Wanderausstellung „Antisemitismus in Bayern – Judenhass heute“ eröffnet
Am Donnerstag, den 12. März 2026, eröffnete Polizeipräsident Martin Wilhelm die Wanderausstellung „Antisemitismus in Bayern – Judenhass heute“. Diese wurde von der Recherche- und Informationsstelle Antisemitismus Bayern (RIAS Bayern) zusammengestellt und durch die Ausstellung der Stadt Augsburg „Die Stadt ein Feuermeer“ ergänzt. Zu den geladenen Gästen zählten u.a. Dr.
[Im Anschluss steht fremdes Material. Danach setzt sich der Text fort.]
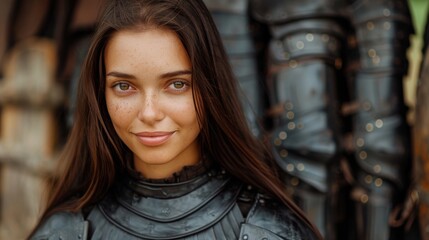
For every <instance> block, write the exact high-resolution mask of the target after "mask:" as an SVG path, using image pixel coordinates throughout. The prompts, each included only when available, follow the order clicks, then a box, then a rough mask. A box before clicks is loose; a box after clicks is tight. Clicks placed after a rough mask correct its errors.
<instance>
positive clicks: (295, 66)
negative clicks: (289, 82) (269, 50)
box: [289, 60, 298, 68]
mask: <svg viewBox="0 0 429 240" xmlns="http://www.w3.org/2000/svg"><path fill="white" fill-rule="evenodd" d="M297 66H298V62H297V61H295V60H291V61H290V62H289V67H291V68H296V67H297Z"/></svg>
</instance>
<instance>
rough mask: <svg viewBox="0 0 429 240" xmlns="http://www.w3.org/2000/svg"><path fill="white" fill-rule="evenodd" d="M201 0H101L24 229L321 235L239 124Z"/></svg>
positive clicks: (320, 238)
mask: <svg viewBox="0 0 429 240" xmlns="http://www.w3.org/2000/svg"><path fill="white" fill-rule="evenodd" d="M227 62H228V60H227V57H226V55H225V52H224V49H223V46H222V43H221V40H220V38H219V36H218V32H217V30H216V27H215V25H214V23H213V21H212V19H211V17H210V13H209V11H208V10H207V9H206V7H205V6H204V4H203V2H202V1H201V0H113V1H109V2H108V3H107V5H106V8H105V10H104V12H103V14H102V16H101V19H100V21H99V26H98V28H97V31H96V33H95V36H94V40H93V43H92V46H91V48H90V50H89V53H88V56H87V59H86V62H85V64H84V69H83V73H82V76H81V80H80V84H79V93H78V98H77V99H78V103H77V110H76V115H75V123H74V126H73V129H72V132H71V136H70V138H69V141H68V143H67V145H66V147H65V150H64V154H63V157H62V159H61V161H62V162H63V163H65V165H64V168H63V170H62V174H61V177H60V178H59V179H58V181H56V182H55V184H54V187H53V190H52V193H51V196H50V199H49V201H48V206H47V209H46V210H45V212H44V214H43V215H42V219H41V221H40V223H39V225H38V226H37V228H36V230H35V232H34V233H33V234H32V236H31V239H244V240H245V239H321V237H320V234H319V233H318V231H317V230H316V229H315V228H314V227H313V226H312V224H311V223H310V222H309V221H308V220H307V219H306V218H305V217H304V215H303V214H302V213H301V211H300V210H299V209H298V208H297V207H296V206H295V205H294V204H293V203H292V202H291V200H290V199H289V198H288V196H287V195H286V194H285V192H284V190H283V187H282V185H281V183H280V181H279V180H278V179H277V178H276V176H275V174H274V170H273V169H272V168H271V167H270V166H272V165H271V164H269V158H268V157H267V156H268V154H266V151H265V150H264V148H263V146H262V145H261V144H260V143H259V142H257V141H256V140H255V139H254V138H253V136H252V134H251V133H250V132H249V130H248V128H247V125H246V121H245V118H244V116H243V114H242V111H241V108H240V103H239V100H238V98H237V94H236V93H237V89H236V81H235V80H234V77H233V74H232V71H231V69H230V66H229V65H228V63H227Z"/></svg>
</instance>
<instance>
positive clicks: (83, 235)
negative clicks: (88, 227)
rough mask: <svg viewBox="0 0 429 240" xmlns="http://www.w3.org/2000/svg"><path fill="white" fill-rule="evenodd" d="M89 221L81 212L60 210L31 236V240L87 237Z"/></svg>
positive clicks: (68, 238)
mask: <svg viewBox="0 0 429 240" xmlns="http://www.w3.org/2000/svg"><path fill="white" fill-rule="evenodd" d="M87 233H88V222H87V221H85V219H84V217H83V215H82V213H81V212H78V213H71V212H59V213H56V214H54V215H52V216H51V217H49V218H48V219H47V220H46V221H45V222H44V223H43V224H42V225H41V226H40V227H39V228H38V229H37V230H36V232H35V233H34V234H33V236H31V238H30V239H31V240H42V239H46V240H51V239H76V240H84V239H87Z"/></svg>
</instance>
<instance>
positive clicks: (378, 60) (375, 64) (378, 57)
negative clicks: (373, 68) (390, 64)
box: [372, 56, 381, 65]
Ludwig Spaenle, Staatsminister a.D. und Beauftragter der Bayerischen Staatsregierung für jüdisches Leben, und Barbara Schretter, Regierungspräsidentin von Schwaben.
Veranstaltungen zur Bekämpfung von Antisemitismus
Für die Führungskräfte der Polizeidienststellen werden „World Cafés“ organisiert, um einen offenen Austausch mit den Beauftragten gegen Hasskriminalität des BLKA zu ermöglichen. Zusätzlich werden in Zusammenarbeit mit dem Sachgebiet E 3 – Kriminalitätsbekämpfung – und dem BLKA Selbstbehauptungskurse für Mitglieder der jüdischen Gemeinde angeboten. Weitere Veranstaltungen sind ein Vortrag zum Thema „Sicherheitsempfinden und Antisemitismus“ bei der IKG Schwaben – Augsburg.
Podiumsdiskussion und Benefizkonzert als Höhepunkte
Ein Höhepunkt des Jahres wird die Podiumsdiskussion „Drei Staatsgewalten gegen Antisemitismus“ mit Oberstaatsanwalt Andreas Franck, dem Antisemitismusbeauftragten der Bayerischen Justiz. Den Abschluss der Veranstaltungen bildet das Benefizkonzert des Polizeiorchesters Bayern zugunsten der Synagoge Augsburg am 25. Oktober 2026.